The unusual building material was used to construct the floors, ceilings and almost everything in between, including the beds and the property's nine-hole golf course.
Palacio de Sal, Salar de Uyuni, Uyuni, Potosí, Bolivia; +591 68420888; from $135 per night
Montana Magica (Panguipulli, Chile)
It's a trek getting to this 13-room retreat in the middle of the Huilo-Huilo Biological Reserve, but make it and you'll be treated to a vine-covered, volcano-shaped lodge with daily eruptions that spew water down the side of the property.
Step indoors and the woodsy theme will have you feeling like you're inside a hallowed-out tree.
Given the look and feel of the place, you might think you'd be surrounded by hobbits, but your neighbors are actually the pumas, pygmy owls and other creatures that make their home in the forest.
Montana Magica, inside Huilo-Huilo Biological Reserve, 530 miles south of Santiago, Panguipulli, Chile; +56 2 233 559 38; from $200 per night
Quinta Real Zacatecas (Zacatecas, Mexico)
One look at this luxury hotel and it's not hard to imagine its previous incarnation as the Plaza de Toros San Pedro, a bullfighting arena dating to the nineteenth century.
Forty-nine suites now reside where the grandstand once stood and the ring.
The matadors once battled beasts is now a charming courtyard.
All of it has been remade to appease hotel guests while preserving the structure's classic colonial style.
Quinta Real Zacatecas, Av.
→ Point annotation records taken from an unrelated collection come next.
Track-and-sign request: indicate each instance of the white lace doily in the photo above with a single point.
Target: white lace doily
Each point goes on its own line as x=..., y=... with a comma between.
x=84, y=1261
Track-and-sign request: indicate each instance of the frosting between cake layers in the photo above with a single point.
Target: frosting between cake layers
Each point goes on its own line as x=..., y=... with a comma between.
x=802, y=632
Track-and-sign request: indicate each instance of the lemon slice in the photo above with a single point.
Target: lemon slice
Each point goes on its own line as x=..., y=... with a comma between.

Ignacio Rayón 434, Col. Centro, Zacatecas, Mexico; +492 922 9104; from $126 per night
EcoCamp Patagonia (Torres del Paine, Chile)
Glamping meets sustainability at this cluster of igloo-shaped suites that house visitors exploring the rugged Patagonian plains with adventure outfitter Cascada Expediciones.
The domes are designed to mimic the dwellings of the nomadic Kaweskar tribe that once inhabited the area
Green features include low-emission woodstoves and state-of-the-art composting toilets.
There's also enough electricity to charge your camera, so you can snap plenty of pics of the incredible Torres del Paine landscape.